I first wrote about the modern applications of ancient Chinese military principles, as articulated specifically in Sun-Tzu’s classic, The Art of War, over ten years ago, and returned to the topic from time to time. At least one other author has developed this theory as it pertains specifically to U.S. strategy, as well. The time is right to revisit this conversation, and to integrate classical Greek notions of dialectical reasoning, which I have considered separately in the context of an “avant-garde” approach to decisionmaking, and which makes increasing sense as a complement, indeed, a necessary component, of a strategic thought process inspired by Sun-Tzu.

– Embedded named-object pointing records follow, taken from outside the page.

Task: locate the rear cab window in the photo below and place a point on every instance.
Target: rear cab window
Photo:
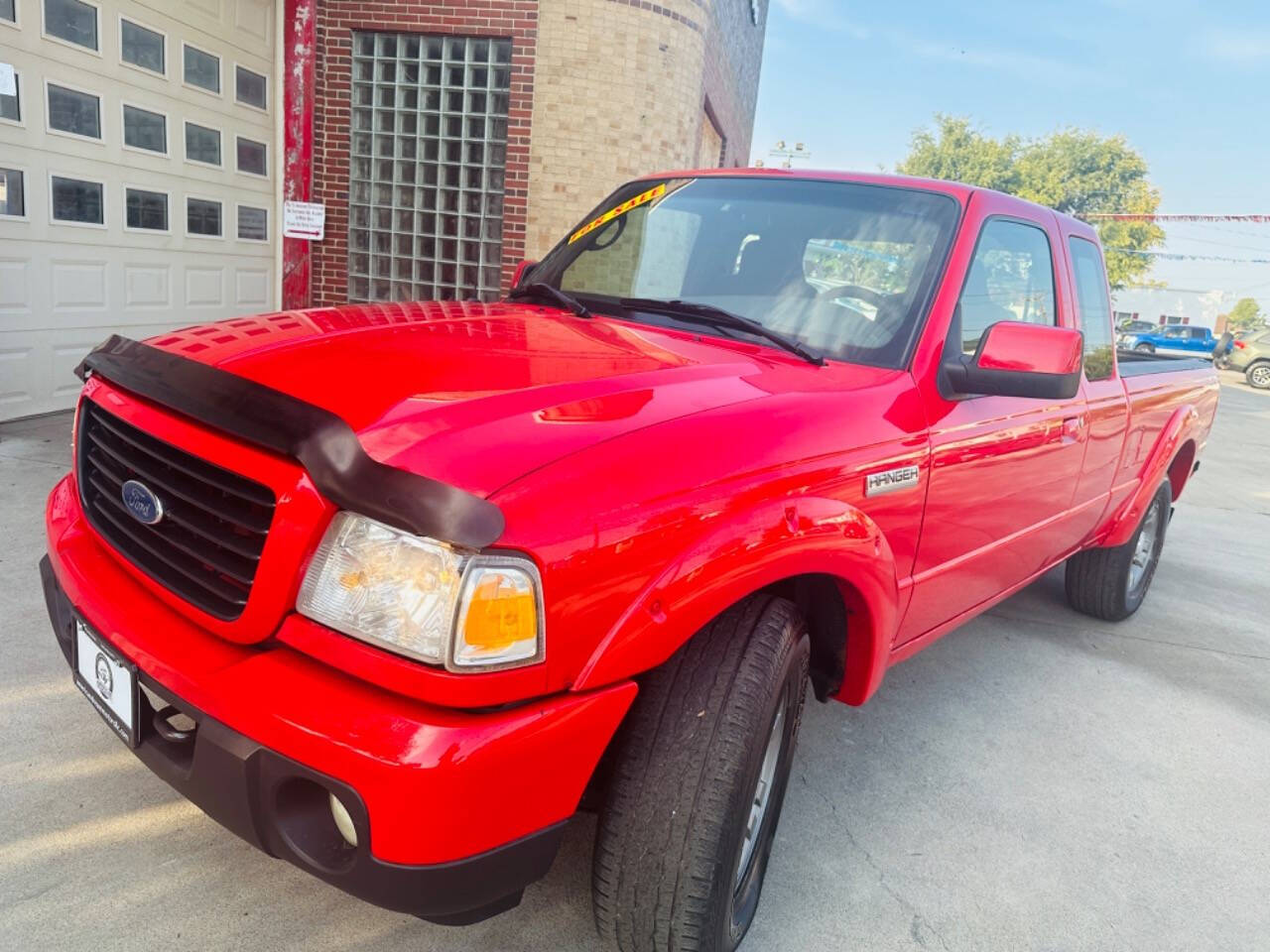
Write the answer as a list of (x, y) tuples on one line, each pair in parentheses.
[(1011, 278), (1093, 304)]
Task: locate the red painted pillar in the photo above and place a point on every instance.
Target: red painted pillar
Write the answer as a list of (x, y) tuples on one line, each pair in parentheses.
[(299, 55)]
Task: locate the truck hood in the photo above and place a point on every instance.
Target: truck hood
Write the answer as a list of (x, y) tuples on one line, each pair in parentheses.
[(477, 395)]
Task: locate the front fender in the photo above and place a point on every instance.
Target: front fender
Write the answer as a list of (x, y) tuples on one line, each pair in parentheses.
[(1183, 425), (758, 547)]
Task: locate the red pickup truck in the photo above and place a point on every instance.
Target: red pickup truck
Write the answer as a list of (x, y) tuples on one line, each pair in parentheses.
[(386, 589)]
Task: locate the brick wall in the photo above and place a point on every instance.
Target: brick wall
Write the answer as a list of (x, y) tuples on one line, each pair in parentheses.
[(734, 55), (624, 89), (336, 21)]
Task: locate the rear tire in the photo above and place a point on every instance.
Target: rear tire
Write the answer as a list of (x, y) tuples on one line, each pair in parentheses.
[(1111, 583), (1259, 375), (702, 758)]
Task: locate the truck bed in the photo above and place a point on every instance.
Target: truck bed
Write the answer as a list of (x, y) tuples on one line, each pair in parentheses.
[(1134, 363)]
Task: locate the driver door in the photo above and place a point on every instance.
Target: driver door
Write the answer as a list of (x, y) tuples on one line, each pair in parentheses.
[(1003, 468)]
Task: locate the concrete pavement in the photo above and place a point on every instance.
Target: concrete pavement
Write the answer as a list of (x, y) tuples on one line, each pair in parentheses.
[(1034, 780)]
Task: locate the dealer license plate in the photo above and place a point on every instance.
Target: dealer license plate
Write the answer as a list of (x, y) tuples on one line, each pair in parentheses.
[(108, 680)]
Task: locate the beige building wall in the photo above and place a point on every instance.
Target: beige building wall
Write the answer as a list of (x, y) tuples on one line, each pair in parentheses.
[(622, 89)]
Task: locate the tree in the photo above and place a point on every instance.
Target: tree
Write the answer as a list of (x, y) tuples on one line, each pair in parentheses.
[(1074, 172), (1246, 315)]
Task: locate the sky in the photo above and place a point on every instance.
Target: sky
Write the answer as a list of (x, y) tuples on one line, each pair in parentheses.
[(1187, 82)]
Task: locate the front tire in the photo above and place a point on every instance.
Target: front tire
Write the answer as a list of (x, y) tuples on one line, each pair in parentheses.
[(1111, 583), (698, 779)]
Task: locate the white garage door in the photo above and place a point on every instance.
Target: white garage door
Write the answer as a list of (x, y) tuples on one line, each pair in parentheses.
[(137, 168)]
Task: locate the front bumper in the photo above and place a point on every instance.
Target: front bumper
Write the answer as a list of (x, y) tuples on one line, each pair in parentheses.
[(456, 811)]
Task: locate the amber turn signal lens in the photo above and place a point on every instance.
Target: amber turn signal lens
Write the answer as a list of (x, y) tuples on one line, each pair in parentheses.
[(498, 617)]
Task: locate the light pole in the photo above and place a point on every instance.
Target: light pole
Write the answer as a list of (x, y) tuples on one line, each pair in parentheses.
[(788, 155)]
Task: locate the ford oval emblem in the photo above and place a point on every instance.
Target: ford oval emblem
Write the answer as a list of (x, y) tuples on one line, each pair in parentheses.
[(141, 502)]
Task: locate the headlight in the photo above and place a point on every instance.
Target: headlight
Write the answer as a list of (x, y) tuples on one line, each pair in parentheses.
[(423, 598)]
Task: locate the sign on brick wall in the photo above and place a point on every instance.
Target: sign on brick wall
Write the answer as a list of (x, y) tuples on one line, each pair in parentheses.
[(304, 220)]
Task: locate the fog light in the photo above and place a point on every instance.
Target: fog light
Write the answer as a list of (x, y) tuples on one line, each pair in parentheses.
[(343, 821)]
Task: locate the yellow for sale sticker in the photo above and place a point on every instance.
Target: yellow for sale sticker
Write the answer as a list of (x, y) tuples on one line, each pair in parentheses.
[(642, 198)]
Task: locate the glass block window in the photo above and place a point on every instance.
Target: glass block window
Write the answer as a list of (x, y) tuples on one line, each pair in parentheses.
[(145, 130), (429, 158), (141, 48), (146, 209)]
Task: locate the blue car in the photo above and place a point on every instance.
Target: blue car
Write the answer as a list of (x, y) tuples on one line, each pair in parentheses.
[(1178, 340)]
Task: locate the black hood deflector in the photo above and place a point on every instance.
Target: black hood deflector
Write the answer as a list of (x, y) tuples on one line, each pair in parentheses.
[(317, 438)]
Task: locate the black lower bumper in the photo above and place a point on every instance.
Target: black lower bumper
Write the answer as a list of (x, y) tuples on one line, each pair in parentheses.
[(284, 807)]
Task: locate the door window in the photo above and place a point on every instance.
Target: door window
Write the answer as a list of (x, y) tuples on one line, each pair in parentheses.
[(1011, 278), (1091, 295)]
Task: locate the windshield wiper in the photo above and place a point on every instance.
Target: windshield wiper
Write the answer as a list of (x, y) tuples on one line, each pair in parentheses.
[(557, 296), (719, 317)]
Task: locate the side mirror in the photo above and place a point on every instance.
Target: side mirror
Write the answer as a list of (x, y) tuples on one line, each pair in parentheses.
[(1019, 359), (521, 272)]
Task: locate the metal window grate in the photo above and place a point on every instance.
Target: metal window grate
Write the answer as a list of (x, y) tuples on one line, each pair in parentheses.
[(427, 167)]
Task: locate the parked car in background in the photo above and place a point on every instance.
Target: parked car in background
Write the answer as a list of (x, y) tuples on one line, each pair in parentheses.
[(1251, 357), (1178, 340), (1127, 330), (385, 588)]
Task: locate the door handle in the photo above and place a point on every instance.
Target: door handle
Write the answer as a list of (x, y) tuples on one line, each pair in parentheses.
[(1074, 426)]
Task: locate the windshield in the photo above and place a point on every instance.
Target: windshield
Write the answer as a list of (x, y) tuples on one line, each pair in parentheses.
[(843, 268)]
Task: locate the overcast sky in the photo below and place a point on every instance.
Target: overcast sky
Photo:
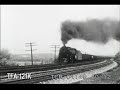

For Israel, in particular, now already at the eleventh hour with respect to any remaining unilateral options for preemptive self-defense against a steadily-nuclearizing Iran, ancient principles could signify a possibly last opportunity to learn something genuinely indispensable. An examination of Sun-Tzu’s The Art of War should focus upon Israel’s nuclear deterrent, and on its corollary but routinely changing order of battle.
Israel’s Defenses and Deterrence
Israel’s national defense against aggression has never been solely vested in technological remedies. Instead, it has relied, from its national beginning in 1948, on assorted forms of deterrence, including nuclear deterrence. It is true, of course, that Israel has recently been placing an increasing emphasis on its ballistic missile defenses, especially the Arrow, or Hetz, programs. But, because any system of BMD could ultimately display unacceptable levels of “leakage,” the ultimate guarantor for national survival has steadfastly and more-or-less conspicuously remained the country’s (now still tacit, or undeclared) nuclear threat.
Ironically, as U.S. President Barack Obama pursues rapprochement with Iran’s new president, Hassan Rouhani, pressure will build upon Jerusalem to join the Nuclear Nonproliferation Treaty (1968), and/or to enter into a “Nuclear Weapon Free-Zone.” If Israel denuclearizes, the deteriorating balance of power in the Middle East caused in part by the so-called “Arab Spring” and Iranian nuclearization – which I have described elsewhere in my writings and lectures as a “correlation of forces” issue – could fundamentally threaten the Jewish State.